If you're doing a French admin task, you might be asked to provide a 'timbre fiscale' - here's what these are and how to get them.

Timbre fiscal: Everything you need to know about France's finance stamps

In France, you can buy  a very particular kind of stamp to cover the cost of a titre de séjour, or French passport, to pay your taxes, get an ID card if you’re eligible, or pay for your driving licence.

Basically a timbre fiscale is a way of paying a fee to the government, and some online processes – such as the tax offices – now have the more modern method of a bank transfer or card payment.

However there are plenty of official tasks that still demand a timbre fiscale.

In the pre-internet days, this was a way of sending money safely and securely to the government and involved an actual physical stamp – you bought stamps to the value of the money you owned, stuck them onto a card and posted them to government office.

They could be used for anything from paying your taxes to fees for administrative processes like getting a new passport or residency card.

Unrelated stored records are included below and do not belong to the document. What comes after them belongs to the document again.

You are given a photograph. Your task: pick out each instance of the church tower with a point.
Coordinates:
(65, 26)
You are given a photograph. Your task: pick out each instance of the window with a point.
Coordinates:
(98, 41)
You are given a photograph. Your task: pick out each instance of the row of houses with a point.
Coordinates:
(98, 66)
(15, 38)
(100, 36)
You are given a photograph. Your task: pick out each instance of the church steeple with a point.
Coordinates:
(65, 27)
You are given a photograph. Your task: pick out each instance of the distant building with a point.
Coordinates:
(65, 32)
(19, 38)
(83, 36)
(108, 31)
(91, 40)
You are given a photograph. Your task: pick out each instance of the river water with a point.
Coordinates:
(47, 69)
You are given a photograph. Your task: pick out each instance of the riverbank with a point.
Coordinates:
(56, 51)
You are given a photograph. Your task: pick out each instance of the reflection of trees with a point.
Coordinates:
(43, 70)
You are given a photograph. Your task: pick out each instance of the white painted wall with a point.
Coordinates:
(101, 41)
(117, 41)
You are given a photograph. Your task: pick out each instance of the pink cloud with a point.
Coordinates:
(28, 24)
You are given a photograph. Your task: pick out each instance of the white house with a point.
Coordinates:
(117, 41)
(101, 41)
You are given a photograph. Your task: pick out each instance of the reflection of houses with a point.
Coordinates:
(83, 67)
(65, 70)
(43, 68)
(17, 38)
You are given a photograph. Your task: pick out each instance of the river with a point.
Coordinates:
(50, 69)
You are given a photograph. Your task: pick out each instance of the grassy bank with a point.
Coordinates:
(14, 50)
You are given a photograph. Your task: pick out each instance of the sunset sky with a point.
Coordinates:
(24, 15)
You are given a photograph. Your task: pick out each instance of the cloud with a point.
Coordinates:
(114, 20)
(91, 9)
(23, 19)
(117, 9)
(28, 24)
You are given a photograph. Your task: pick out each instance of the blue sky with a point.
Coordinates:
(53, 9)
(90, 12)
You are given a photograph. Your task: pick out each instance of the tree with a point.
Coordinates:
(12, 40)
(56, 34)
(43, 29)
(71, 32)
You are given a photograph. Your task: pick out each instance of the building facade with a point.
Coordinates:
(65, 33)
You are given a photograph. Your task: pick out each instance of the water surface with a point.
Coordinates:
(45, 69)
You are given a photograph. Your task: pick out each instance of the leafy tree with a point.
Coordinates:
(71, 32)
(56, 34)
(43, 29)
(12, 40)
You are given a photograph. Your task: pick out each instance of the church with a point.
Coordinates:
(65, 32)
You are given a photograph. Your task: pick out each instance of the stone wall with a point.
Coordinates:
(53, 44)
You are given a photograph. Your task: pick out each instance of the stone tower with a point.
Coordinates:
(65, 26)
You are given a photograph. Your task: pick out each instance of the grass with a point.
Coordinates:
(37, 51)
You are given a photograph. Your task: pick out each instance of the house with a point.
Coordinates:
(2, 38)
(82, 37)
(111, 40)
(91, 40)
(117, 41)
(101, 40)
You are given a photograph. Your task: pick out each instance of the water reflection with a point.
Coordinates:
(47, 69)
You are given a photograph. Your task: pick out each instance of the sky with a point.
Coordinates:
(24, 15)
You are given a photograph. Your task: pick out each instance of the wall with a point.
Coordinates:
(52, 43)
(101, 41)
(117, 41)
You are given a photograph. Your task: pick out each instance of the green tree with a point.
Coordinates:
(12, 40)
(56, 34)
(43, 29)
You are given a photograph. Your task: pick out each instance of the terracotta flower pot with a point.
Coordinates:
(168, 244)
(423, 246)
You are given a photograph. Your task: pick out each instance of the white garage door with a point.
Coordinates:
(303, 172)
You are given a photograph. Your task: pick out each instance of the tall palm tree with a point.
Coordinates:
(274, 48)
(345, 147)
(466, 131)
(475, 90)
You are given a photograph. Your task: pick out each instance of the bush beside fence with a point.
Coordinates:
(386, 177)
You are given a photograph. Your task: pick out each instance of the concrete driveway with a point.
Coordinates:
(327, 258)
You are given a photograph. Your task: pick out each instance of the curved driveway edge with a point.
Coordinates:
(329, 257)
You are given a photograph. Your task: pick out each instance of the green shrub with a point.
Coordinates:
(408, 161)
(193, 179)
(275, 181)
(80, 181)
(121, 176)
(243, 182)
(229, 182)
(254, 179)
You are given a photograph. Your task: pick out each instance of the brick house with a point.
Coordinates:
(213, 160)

These days the stamps are digital. You will receive, instead, either a pdf document with a QR code that can be scanned from a phone or tablet, or an SMS with a unique 16-digit figure. Both will be accepted by the agency you are dealing with.

Once you have the code you need, you can add this to any online process that requires timbre fiscaux (the plural) and that will complete your dossier.

You can buy them from a properly equipped tabac, at your nearest trésorerie, or online

Paper stamps remain available in France’s overseas départements, but have been gradually phased out in mainland France.